Written by Zé Maria*
Monday, 06 August 2012 17:12

It has been headlines around the country, the deadlock arisen the last few weeks between GM and the Steelworkers Union of São José dos Campos (São Paulo state, Brazil), facing the threat of the company to lay off over 1,500 workers and close the factory sector known as MVA (Light Vehicles Assembling). The workers were mobilized as from the Union call, carrying out meetings, demonstrations and strikes demanding the maintenance of employment.

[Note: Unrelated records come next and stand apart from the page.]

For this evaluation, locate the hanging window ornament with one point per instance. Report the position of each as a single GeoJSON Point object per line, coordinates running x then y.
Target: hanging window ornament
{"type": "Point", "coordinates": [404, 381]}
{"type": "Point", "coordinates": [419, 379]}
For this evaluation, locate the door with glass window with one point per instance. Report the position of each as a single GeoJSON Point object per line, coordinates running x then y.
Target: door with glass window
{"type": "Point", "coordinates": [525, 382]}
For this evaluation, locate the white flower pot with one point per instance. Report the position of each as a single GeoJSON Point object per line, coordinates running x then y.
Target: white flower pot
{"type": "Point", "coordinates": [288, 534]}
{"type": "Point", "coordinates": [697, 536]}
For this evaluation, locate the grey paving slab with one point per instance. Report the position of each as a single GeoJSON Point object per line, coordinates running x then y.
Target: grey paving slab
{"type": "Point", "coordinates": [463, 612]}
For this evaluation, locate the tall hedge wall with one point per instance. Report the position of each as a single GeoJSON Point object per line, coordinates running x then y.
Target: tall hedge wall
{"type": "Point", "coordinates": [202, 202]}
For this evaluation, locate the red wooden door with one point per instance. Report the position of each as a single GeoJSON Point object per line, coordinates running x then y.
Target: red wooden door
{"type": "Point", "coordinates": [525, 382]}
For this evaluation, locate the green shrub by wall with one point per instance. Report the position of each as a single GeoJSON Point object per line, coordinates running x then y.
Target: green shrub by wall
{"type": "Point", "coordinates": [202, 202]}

In order to face the company’s intransigence in negotiating any alternative that would keep the jobs, the Union, besides organizing the workers’ mobilization, has also required a concrete action from the federal government towards preventing the layoffs. While reaffirming its position against the transfer of public funds to the companies, the Union has drawn the government’s attention to the fact that the support given to these companies using public funds (IPI exemption – Industrial Products Tax), makes the layoffs even more unacceptable. And, while helping the company with tax cuts the government is more than obliged to help the threatened workers.
Given this polarization and the widespread request for solidarity called by the Union and the CSP-Conlutas (the trade unions and popular federation to which the local union is affiliated), we have received nationwide support on the workers’ struggle to defend their jobs . Recently the national labor federations CTB, UGT, NCST and CGTB, issued a statement where they “repudiate GM’s attitude whose purpose is to lay off 1,500 workers” and “offer solidarity to the workers and Metalworkers Union of São José dos Campos”. The CTB and the Labor Force (Força Sindical) sent a representation to São José dos Campos to provide solidarity. I highlight, among others solidarity actions received, the manifestation of these Trade Unions Federations for two reasons: First, because we (the Union of São José dos Campos and Conlutas-CSP) have several important political disagreements with them, which further enhances the symbolism and importance of solidarity provided by them. Second because their manifestation further highlights the nonsense of the position adopted so far by the steelworkers trade unions of São Paulo state, linked to the CUT (Central Única dos Trabalhadores), the main workers organization of the country.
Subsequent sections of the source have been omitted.